GABF Memoirs: Putting Things Into Perspective

Denver, Colorado, October 2012

The Great American Beer Festival (GABF) is the biggest and most badass beer festival in North American, if not the world. Taking up much of the floor of the ginormous Colorado Convention Center in Denver, the magnitude of this event can be experienced the moment you enter the floor. More than 2,700 beers are available to try in this spacious hall – the biggest selection of American beers ever served.

According to the Brewers Association, who is responsible for the fantastic work put into pulling this magnificent shindig together, tickets for the 2012 GABF sold out just 45 minutes after going on sale. Here’s some more facts from GABF’s website that you may find a bit staggering:

  • More than 36,500 gallons of beer.
  • 49,000 attendees (includes ticketed attendees, brewers, judges, volunteers and journalists).
  • 578 U.S. breweries served in the festival hall.
  • GABF has a $7 million economic impact on the city of Denver, according to Visit Denver, the city’s convention and visitors bureau.

On the floor at the GABF 2012

And like the last stat indicates, GABF is so much more to the city of Denver than just the mind-blowing festival inside the Convention Center walls. Being one of the best craft beer destinations in the world, Denver’s bar and restaurant community expands greatly to accommodate and celebrate this rich culture of beautiful and bountiful beer.

Anyone who has ever experienced GABF and the climate it inspires knows that it is an epic and awe-inspiring spectacle, one in which a few obvious descriptors come to mind: overwhelming, daunting, insane, intense. For this extended weekend, Denver as well as other beer-rich Colorado communities such as Boulder and Ft. Collins offer a more options than even the most seasoned and impassioned craft beer enthusiast can shake a brewing paddle at.

Drinking beers at GABF with Jaime Rodriguez (center) of Hopworks and Cole Hackbarth (right) of Golden Road BrewingSince experiencing our first GABF last year, this year we approached the whole she-bang with much more diligence and apprehension. For craft beer lovers like us, GABF week/weekend in Denver can be likened to a vast and seemingly never ending candy store to a kid who has the most demanding sweet tooth. With so much to do and so little time to do it, you must take a multifaceted approach to the mayhem that unfolds around you. On one hand you must pick your battles wisely and layout some kind of game plan so that you don’t spiral out of control and wind up with elevated anxiety or the worst hangover of your life. But on the other hand, you mustn’t set your plans too firmly in stone, for there will always be events and beers that you didn’t expect would be taking place. Therefor, being able to audible when necessary and being able to accept that you are not going to be able to take it all in and try everything is an important lesson.

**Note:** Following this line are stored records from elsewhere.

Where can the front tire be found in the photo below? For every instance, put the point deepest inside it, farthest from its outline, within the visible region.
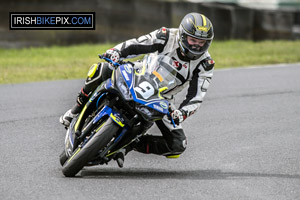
(82, 156)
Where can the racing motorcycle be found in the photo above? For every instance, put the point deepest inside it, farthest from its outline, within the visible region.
(118, 112)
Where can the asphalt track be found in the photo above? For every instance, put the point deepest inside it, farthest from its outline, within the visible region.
(243, 143)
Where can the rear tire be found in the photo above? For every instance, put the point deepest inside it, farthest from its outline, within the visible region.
(63, 158)
(82, 156)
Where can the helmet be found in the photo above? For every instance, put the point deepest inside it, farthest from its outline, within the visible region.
(197, 26)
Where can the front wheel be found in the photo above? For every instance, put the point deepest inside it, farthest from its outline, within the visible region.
(82, 155)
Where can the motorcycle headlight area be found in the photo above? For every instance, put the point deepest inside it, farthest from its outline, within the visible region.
(148, 112)
(122, 86)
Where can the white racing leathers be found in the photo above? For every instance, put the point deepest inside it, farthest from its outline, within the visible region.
(196, 74)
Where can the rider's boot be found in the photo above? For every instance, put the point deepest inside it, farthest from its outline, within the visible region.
(82, 98)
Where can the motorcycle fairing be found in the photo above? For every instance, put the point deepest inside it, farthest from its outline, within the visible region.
(134, 81)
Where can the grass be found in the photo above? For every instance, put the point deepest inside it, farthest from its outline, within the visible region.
(73, 62)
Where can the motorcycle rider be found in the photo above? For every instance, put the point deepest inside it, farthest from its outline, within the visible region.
(188, 47)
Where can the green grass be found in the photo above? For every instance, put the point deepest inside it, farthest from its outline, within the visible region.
(73, 62)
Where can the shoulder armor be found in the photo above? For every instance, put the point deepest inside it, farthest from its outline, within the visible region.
(208, 64)
(163, 33)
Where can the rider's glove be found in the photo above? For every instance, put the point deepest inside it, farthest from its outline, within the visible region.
(178, 116)
(113, 54)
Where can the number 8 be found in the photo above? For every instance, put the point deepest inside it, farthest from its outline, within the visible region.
(145, 89)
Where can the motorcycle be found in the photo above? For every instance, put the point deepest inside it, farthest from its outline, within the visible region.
(119, 112)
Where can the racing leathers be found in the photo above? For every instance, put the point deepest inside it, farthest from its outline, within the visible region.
(196, 74)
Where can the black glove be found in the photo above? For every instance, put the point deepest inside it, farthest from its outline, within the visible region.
(113, 54)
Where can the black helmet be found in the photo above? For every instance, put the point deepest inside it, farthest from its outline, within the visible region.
(197, 26)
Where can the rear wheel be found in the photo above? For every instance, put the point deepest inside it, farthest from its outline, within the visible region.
(82, 155)
(63, 158)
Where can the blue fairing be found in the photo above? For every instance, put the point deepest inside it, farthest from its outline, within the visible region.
(158, 104)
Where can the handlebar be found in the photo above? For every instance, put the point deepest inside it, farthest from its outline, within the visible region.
(109, 60)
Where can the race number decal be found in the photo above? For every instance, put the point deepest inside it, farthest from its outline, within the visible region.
(145, 89)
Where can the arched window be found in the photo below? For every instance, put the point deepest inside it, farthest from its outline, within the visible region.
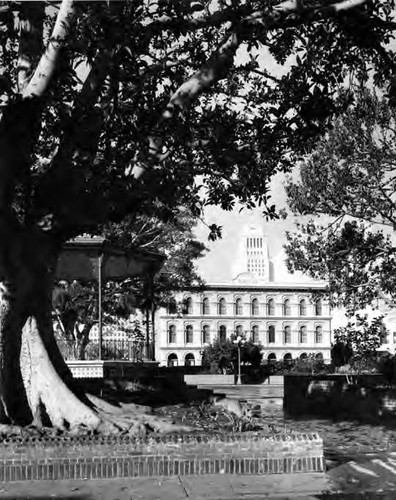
(384, 335)
(287, 335)
(239, 331)
(238, 307)
(271, 307)
(303, 335)
(255, 334)
(189, 334)
(222, 306)
(187, 306)
(222, 334)
(189, 360)
(286, 307)
(172, 306)
(172, 360)
(271, 334)
(206, 334)
(205, 306)
(172, 334)
(318, 335)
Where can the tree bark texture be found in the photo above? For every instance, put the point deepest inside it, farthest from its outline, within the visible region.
(36, 386)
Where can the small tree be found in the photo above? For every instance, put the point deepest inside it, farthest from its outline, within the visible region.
(361, 339)
(225, 354)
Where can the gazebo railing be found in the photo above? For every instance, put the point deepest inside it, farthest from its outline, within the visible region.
(112, 349)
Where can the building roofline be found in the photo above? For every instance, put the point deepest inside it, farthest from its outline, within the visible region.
(262, 286)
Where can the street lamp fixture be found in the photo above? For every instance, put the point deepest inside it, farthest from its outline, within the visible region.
(239, 341)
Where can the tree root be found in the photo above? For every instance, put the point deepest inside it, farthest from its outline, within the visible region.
(133, 419)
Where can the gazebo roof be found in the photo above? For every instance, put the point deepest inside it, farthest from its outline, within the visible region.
(81, 257)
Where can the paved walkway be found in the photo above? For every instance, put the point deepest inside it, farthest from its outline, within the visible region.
(219, 487)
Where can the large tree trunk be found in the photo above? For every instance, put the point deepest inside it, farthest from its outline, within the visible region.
(36, 385)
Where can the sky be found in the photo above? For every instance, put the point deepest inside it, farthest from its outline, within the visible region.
(217, 265)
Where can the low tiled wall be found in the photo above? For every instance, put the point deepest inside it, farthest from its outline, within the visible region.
(124, 456)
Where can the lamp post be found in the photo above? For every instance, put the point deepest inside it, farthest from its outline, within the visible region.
(239, 341)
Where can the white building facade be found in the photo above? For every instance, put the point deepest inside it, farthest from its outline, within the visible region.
(288, 320)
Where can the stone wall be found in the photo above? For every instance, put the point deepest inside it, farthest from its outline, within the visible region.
(202, 379)
(123, 456)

One thing we’ve come to learn over the years we’ve been hunting down new and flavorsome brews, is that a balance must be struck between education and enjoyment. This meaning that it is great to be learned in the endless nuances of craft beer, but at the same time, focusing too strongly on the comparative and evaluative side of tasting can at times detract from your enjoyment of what beer ultimately should be – a refreshing and/or satiating tipple that unites people. Beer is unmistakably an alcoholic beverage, and the effects of the alcohol in beer, are undeniably a part of not just its flavor but also it experience. Ticking brewed releases for review and database purposes certain has found its place in the world of craft beer, but over-analyzing what craft beer is, can in many ways,spoil the fun of that which we feel beer ultimately is – a social adhesive and a centerpiece to a good conversation, or a memorable, once in a lifetime experience.